I want to get the Creators of Artworks, GROUP BY by their role. I find a way to have the list of the Creators with their role, for each Artwork.
SELECT
JSON_OBJECT('id', a.IDartwork, 'creaDate', a.artworkCreationDate, 'length', a.length, 'summarize', a.summarize) AS artwork,
(SELECT JSON_ARRAYAGG(JSON_OBJECT('id', c.IDcreator, 'name', c.creatorName, 'role', r.roleName))
FROM AMEGA_creator c
JOIN AMEGA_artwork_creator ac ON c.IDcreator = ac.IDcreator
JOIN AMEGA_role r ON r.IDrole = ac.IDrole
WHERE ac.IDartwork = a.IDartwork) AS creators
FROM
AMEGA_artwork a;
But I can't get to use the GROUP BY
. I get the error:
Subquery returns more than 1 row
I can't find a solution. I want a result like that :
artworks creators
<art1> < <"director", <crea1, crea26>>, <"writer", <crea5, crea12>> >
<art2> < <"drawer", <crea23, crea8>> >
Here is the MLD structure :
Any idea ?
Here's a bit of a guess on how this should look from my comment. Essentially somewhere in your SQL (either via correlated subquery's where clause or through a single SELECT's FROM clause) you have to establish a relationship between AMEGA_artwork
and the rest of the tables. You went with a correlated subquery which is a good choice. The issue though is that for each AMEGA_artwork
record there is more than one aggregated JSON_ARRAYAGG()

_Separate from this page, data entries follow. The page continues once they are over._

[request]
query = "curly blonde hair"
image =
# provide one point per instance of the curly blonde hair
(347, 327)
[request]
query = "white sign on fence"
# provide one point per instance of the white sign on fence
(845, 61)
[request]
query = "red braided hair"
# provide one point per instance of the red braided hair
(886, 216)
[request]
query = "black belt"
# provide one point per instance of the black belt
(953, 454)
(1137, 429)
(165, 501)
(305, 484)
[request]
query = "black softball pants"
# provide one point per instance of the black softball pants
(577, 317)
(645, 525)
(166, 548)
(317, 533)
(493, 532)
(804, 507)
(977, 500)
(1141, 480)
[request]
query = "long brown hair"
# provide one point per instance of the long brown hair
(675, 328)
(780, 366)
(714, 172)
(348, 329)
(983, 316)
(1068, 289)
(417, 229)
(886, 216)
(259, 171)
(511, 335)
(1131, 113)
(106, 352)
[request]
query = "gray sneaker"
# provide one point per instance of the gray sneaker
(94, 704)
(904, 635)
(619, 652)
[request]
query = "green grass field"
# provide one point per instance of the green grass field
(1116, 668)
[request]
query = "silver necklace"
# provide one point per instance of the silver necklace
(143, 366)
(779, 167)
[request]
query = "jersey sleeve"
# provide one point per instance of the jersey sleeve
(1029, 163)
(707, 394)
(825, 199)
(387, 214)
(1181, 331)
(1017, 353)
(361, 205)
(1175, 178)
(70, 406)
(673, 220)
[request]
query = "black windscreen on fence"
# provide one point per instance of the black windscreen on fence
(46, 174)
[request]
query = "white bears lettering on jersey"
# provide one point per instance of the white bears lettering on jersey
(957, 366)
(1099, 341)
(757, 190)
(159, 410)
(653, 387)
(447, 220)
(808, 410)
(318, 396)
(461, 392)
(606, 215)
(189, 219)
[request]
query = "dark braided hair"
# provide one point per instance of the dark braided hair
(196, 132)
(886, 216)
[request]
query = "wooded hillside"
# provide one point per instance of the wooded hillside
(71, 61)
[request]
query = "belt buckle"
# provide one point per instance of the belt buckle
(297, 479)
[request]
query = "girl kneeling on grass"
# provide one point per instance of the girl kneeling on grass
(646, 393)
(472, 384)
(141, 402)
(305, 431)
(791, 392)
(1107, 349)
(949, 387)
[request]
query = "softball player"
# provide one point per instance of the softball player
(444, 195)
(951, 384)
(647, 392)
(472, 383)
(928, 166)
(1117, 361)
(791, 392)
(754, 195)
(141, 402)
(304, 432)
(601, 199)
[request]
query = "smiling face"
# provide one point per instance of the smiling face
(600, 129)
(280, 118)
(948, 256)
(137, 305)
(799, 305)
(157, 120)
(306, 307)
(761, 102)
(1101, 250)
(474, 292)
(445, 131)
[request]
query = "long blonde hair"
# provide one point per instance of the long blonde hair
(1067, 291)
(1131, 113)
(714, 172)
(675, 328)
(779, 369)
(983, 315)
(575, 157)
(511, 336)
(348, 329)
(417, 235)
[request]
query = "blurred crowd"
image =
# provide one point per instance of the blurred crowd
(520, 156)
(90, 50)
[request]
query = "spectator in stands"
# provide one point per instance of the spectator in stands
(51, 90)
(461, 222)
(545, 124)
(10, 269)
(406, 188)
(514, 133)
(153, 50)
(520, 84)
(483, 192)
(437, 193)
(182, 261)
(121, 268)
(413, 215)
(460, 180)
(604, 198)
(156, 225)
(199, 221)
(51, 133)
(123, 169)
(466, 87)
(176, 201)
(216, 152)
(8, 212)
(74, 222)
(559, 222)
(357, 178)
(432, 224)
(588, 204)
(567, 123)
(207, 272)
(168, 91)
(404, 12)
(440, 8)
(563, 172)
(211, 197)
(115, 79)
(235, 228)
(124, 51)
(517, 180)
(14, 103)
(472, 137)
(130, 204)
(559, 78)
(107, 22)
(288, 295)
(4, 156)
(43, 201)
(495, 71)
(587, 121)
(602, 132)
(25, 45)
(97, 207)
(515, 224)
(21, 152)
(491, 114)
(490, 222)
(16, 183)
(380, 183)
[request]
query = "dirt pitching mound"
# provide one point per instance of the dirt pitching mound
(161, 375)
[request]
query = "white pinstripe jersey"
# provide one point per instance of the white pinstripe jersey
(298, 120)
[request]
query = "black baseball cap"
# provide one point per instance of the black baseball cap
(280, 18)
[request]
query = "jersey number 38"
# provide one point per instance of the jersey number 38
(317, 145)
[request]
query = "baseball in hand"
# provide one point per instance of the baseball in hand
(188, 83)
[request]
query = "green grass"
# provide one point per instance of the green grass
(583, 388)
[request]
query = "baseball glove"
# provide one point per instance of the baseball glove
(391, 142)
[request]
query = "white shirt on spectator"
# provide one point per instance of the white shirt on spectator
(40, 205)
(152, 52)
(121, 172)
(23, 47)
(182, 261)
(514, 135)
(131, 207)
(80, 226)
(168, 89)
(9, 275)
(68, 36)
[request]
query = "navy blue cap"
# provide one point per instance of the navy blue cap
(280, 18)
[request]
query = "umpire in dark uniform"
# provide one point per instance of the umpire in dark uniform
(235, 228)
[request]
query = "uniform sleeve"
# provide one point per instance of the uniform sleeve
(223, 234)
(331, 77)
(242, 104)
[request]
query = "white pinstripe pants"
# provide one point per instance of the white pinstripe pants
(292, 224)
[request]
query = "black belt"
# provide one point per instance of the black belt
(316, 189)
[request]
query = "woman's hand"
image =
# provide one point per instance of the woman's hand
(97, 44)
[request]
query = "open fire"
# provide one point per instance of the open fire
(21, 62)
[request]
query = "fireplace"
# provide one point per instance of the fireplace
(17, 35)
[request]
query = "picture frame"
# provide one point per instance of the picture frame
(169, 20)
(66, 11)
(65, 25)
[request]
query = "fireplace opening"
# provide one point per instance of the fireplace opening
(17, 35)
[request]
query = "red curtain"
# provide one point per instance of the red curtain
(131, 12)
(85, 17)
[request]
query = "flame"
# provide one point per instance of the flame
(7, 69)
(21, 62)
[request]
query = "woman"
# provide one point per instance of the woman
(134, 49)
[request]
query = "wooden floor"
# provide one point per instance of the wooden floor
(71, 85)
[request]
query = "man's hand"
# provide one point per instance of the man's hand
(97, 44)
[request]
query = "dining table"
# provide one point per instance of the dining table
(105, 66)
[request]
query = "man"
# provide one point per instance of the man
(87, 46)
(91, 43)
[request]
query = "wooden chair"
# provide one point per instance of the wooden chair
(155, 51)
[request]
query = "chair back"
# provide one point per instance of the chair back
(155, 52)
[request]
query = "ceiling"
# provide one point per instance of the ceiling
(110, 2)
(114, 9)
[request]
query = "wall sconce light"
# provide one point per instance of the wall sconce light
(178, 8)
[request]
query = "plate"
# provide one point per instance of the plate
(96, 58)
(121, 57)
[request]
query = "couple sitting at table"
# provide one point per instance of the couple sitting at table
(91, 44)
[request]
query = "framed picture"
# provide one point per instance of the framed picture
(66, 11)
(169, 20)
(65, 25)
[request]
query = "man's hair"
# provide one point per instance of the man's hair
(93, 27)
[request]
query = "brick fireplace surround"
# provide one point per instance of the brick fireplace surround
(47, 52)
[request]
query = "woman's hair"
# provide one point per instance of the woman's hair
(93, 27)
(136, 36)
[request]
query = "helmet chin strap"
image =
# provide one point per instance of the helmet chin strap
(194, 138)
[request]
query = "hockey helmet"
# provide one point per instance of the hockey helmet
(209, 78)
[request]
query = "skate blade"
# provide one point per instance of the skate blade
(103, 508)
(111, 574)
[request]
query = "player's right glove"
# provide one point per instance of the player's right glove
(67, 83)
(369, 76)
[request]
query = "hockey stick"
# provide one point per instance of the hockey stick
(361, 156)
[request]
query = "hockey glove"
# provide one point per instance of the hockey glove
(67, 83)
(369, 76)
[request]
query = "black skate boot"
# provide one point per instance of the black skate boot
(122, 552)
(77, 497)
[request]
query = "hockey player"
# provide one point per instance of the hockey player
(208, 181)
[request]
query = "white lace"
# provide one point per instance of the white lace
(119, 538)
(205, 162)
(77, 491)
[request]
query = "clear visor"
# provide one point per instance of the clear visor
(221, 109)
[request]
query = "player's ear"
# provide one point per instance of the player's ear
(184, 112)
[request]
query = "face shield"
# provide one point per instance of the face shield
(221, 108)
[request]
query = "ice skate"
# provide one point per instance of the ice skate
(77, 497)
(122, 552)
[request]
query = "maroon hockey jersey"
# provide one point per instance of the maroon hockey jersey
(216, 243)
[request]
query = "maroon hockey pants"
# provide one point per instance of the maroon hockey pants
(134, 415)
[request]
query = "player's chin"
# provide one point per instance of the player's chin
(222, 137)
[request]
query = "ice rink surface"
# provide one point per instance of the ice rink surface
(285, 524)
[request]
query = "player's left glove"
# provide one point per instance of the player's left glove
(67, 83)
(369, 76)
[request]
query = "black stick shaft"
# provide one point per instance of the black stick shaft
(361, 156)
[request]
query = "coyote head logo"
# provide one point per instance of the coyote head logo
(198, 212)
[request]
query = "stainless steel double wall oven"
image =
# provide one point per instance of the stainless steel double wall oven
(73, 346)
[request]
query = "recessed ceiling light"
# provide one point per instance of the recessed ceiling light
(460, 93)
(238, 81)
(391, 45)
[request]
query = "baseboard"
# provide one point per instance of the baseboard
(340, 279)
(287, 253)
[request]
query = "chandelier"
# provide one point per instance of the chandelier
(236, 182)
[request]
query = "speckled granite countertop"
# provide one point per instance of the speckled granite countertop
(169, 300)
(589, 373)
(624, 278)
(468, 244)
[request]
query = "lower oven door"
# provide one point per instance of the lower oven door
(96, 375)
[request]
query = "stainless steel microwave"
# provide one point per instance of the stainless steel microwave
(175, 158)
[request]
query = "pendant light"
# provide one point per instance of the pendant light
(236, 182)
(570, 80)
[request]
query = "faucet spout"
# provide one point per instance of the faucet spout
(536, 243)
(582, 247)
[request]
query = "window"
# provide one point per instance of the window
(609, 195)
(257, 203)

result in that subquery. Normally this would be fine, but because your subquery is in your SELECT
clause you can only have a single record come through for each AMEGA_artwork
record. Otherwise you get that error.
I've switched this to a single FROM clause to establish the relationships between your table, and then a single JSON_OBJECT leading to your artwork
output column and an aggregated JSON_ARRAYAGG() of the remaining column.
SELECT
JSON_OBJECT('id', a.IDartwork, 'creaDate', a.artworkCreationDate, 'length', a.length, 'summarize', a.summarize) AS artwork,
JSON_ARRAYAGG(JSON_OBJECT('id', c.IDcreator, 'name', c.creatorName, 'role', r.roleName)
FROM
AMEGA_artwork a
JOIN AMEGA_artwork_creator ac
ON a.IDartwork = ac.IDartwork
JOIN AMEGA_creator c
ON c.IDcreator = ac.IDcreator
JOIN AMEGA_role r
ON r.IDrole = ac.IDrole
GROUP BY artwork;
The different here is that we establish the relationship between AMEGA_artwork
and AMEGA_artwork_creator
in the FROM clause.
What you will likely see on running this is more than one record for each artwork
. Which one is correct, or which one you want to keep, or how you want to further aggregate the data to reduce it to a single record, will be up to you.